Steven Weinberg is an American physicist. He was awarded the 1979
Nobel Prize in Physics (with colleagues Abdus Salam and Sheldon
Glashow) for combining electromagnetism and the weak force into
the electroweak force.
Weinberg
graduated from Bronx High School of Science in 1950, and received
his Bachelor's degree from Cornell University in 1954, living
at the Cornell branch of Telluride Association, and his Ph.D.

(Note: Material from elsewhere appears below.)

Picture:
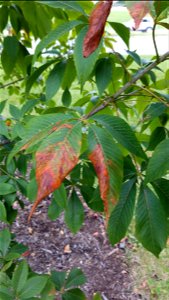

in Physics from Princeton University in 1957, studying under Sam
Treiman. He is currently a professor of physics and astronomy
at the University of Texas at Austin. In 2002 Weinberg received
an honorary D.Sc. from Bates College.
Besides
his scientific research, Steven Weinberg has been a prominent
public spokesman for science, testifying before Congress in support
of the Superconducting Super Collider, writing articles for the
New York Review of Books, and giving various lectures on the larger
meaning of science. His books on science written for the public
combine the typical scientific popularization with what is traditionally
considered history, philosophy of science and atheism.
Weinberg
is also known for his support of Israel. While this is not extraordinary
in itself, he does support Israel from a liberal point of view.
He wrote an essay titled "Zionism and Its Cultural Adversaries"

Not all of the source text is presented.